La Corte d’appello ha interpretato l’atto di transazione ritenendo che lo stesso includesse anche i beni di cui al lotto due, riportando a tal uopo nel provvedimento impugnato il testo della transazione e sottolineando che le reclamanti si impegnarono espressamente "rilasciare tutti i beni mobili e immobili da loro detenuti nella disponibilità del fallimento entro 15 giorni dalla richiesta di rilascio, anche verbale, della curatela, dichiarando di non aver alcun diritto at godimento degli immobili e dell’azienda del fallimento".

L’interpretazione del contratto appare del tutto corretta sotto il profilo logico giuridico e le censure che ricorrenti muovono a tale argomentazione, secondo cui i beni di cui al lotto due non sarebbero inclusi nella transazione, tendono in realtà a fornire inammissibilmente una diversa interpretazione del contratto. Il terzo motivo è anch’esso inammissibile.

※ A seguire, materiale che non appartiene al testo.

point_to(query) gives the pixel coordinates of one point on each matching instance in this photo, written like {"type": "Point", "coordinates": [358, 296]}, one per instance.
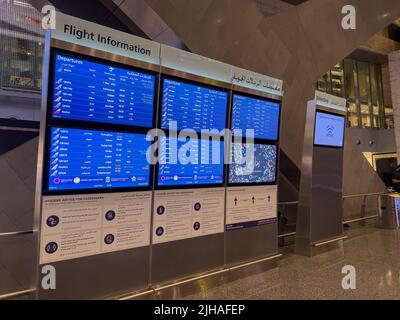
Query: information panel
{"type": "Point", "coordinates": [183, 163]}
{"type": "Point", "coordinates": [80, 226]}
{"type": "Point", "coordinates": [90, 91]}
{"type": "Point", "coordinates": [329, 130]}
{"type": "Point", "coordinates": [183, 214]}
{"type": "Point", "coordinates": [88, 159]}
{"type": "Point", "coordinates": [253, 164]}
{"type": "Point", "coordinates": [256, 114]}
{"type": "Point", "coordinates": [250, 206]}
{"type": "Point", "coordinates": [193, 106]}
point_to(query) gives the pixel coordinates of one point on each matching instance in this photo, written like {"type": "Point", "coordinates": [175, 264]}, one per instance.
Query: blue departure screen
{"type": "Point", "coordinates": [89, 91]}
{"type": "Point", "coordinates": [193, 106]}
{"type": "Point", "coordinates": [262, 116]}
{"type": "Point", "coordinates": [253, 165]}
{"type": "Point", "coordinates": [199, 162]}
{"type": "Point", "coordinates": [329, 130]}
{"type": "Point", "coordinates": [86, 159]}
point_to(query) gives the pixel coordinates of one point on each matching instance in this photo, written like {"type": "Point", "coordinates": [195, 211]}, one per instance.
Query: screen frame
{"type": "Point", "coordinates": [100, 124]}
{"type": "Point", "coordinates": [46, 168]}
{"type": "Point", "coordinates": [315, 129]}
{"type": "Point", "coordinates": [191, 82]}
{"type": "Point", "coordinates": [253, 96]}
{"type": "Point", "coordinates": [251, 184]}
{"type": "Point", "coordinates": [191, 186]}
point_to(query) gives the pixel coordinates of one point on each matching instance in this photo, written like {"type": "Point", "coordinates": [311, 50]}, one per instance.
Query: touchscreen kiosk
{"type": "Point", "coordinates": [88, 159]}
{"type": "Point", "coordinates": [92, 90]}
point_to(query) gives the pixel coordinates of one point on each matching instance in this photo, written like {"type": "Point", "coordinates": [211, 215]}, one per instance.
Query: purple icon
{"type": "Point", "coordinates": [51, 247]}
{"type": "Point", "coordinates": [110, 215]}
{"type": "Point", "coordinates": [109, 239]}
{"type": "Point", "coordinates": [160, 231]}
{"type": "Point", "coordinates": [160, 210]}
{"type": "Point", "coordinates": [53, 221]}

Come in precedenza riportato, la transazione espressamente comprendeva tutti i beni mobili ed immobili detenuti dalle ricorrenti e quindi anche i beni di cui al lotto 2, il contratto inoltre faceva espresso riferimento all’azienda , che è da intendersi come quel complesso unitario di beni mobili ed immobili destinato alla produzione, e non può quindi in alcun modo sostenersi che il contenuto del contratto fosse indeterminato o indeterminabile. E’ appena il caso di aggiungere che, non avendo il decreto impugnato fatto cenno a tale questione, sarebbe stato onere della ricorrente riportare nel ricorso i brani del reclamo dove la questione veniva posta. In mancanza di ciò la censura deve ritenersi proposta per la prima volta in questa sede di legittimità e quindi inammissibile.

Stessa sorte compete al quarto motivo.

La ricorrente assume che i beni oggetto del lotto due sarebbero delle addizioni e non delle migliorie, ma tale assunto è basato su una mera enunciazione, non avendo le ricorrenti dedotto in quale fase del giudizio di merito avevano sostenuto un tale assunto nè avendo riportato nel ricorso gli elementi di fatto in base ai quali i beni in questione sarebbero delle addizioni e non delle migliorie, senza dire che, in ogni caso il già citato brano della transazione in cui si faceva espresso riferimento all’obbligo di "a rilasciare tutti i beni mobili e immobili da loro detenuti nella disponibilità del fallimento entro 15 giorni dalla richiesta di rilascio, anche verbale, della curatela, dichiarando di non aver alcun diritto at godimento degli immobili e dell’azienda del fallimento" non lascia alcun dubbio – come correttamente ritenuto dal giudice di merito -sul fatto che nessuna distinzione era stata fatta nella transazione in riferimento alle pretese addizioni. Il ricorso va in conclusione dichiarato inammissibile. Il ricorrente va di conseguenza condannato al pagamento delle spese processuali liquidate come da dispositivo.
P.Q.M.

Dichiara inammissibile il ricorso e condanna il ricorrente al pagamento delle spese di giudizio liquidate in Euro 2000,00 per onorari oltre Euro 200,00 per esborsi oltre spese generali e accessori di legge.

Testo non ufficiale. La sola stampa del bollettino ufficiale ha carattere legale.